You are not a political economist, Jonathan, nor a statistician. Most books on political economy, and most books filled with statistics, seem to you quite unintelligible. Your education never included the study of such books and they are, therefore, almost if not quite worthless to you.

But every working man ought to know something about political economy and be familiar with some statistics relating to social conditions. So I am going to ask you to study a few figures and a little political economy. Only just a very little, mind you, just to get you used to thinking about social problems in a scientific way. I think I can set the fundamental principles of political economy before you in very simple language, and I will try to make the statistics interesting.

But I want to warn you again, Jonathan, that you must use your own commonsense. Don't trust too much to theories and figures—especially figures. Somebody has said that you can divide the liars of the world into three classes—liars, damned liars and statisticians. Some people are paid big salaries for juggling with figures to fool the American people into believing what is not true, Jonathan. I want you to consider the laws of political economy and all the statistics I put before you in the light of your own commonsense and your own practical experience.

Political economy is the name which somebody long ago gave to the formal study of the production and distribution of wealth.

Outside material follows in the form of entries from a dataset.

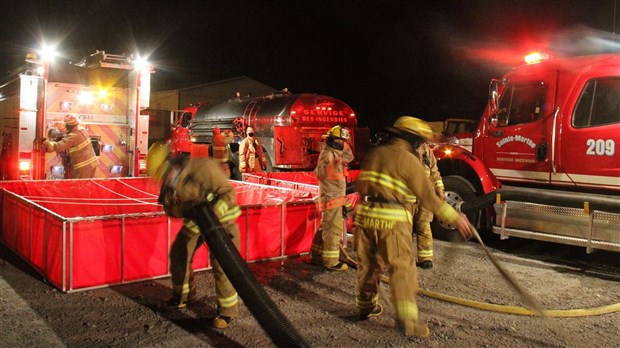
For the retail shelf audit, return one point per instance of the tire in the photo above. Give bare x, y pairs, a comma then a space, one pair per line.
457, 190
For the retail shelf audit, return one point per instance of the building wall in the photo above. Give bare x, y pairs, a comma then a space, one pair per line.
163, 102
214, 92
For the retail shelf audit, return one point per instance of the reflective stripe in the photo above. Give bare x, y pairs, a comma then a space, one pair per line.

Carlyle called it "the dismal science," and most books on the subject are dismal enough to justify the term. Upon my library shelves there are some hundreds of volumes dealing with political economy, and I don't mind confessing to you that some of them I never have been able to understand, though I have put no little effort and conscience into the attempt. I have a suspicion that the authors of these books could not understand them themselves. That the reason why they could not write so that a man of fair intelligence and education could understand them was the fact that they had no clear ideas to convey.

Now, in the first place, what do we mean by Wealth? Why, you say, wealth is money and money is wealth. But that is only half true, Jonathan. Suppose, for example, that an American millionaire crossing the ocean be shipwrecked and find himself cast upon some desert island, like another Robinson Crusoe, without food or means of obtaining any. Suppose him naked, without tool or weapon of any kind, his one sole possession being a bag containing ten thousand dollars in gold and banknotes to the value of as many millions. With that money, in New York, or any other city in the world, he would be counted a rich man, and he would have no difficulty in getting food and clothing.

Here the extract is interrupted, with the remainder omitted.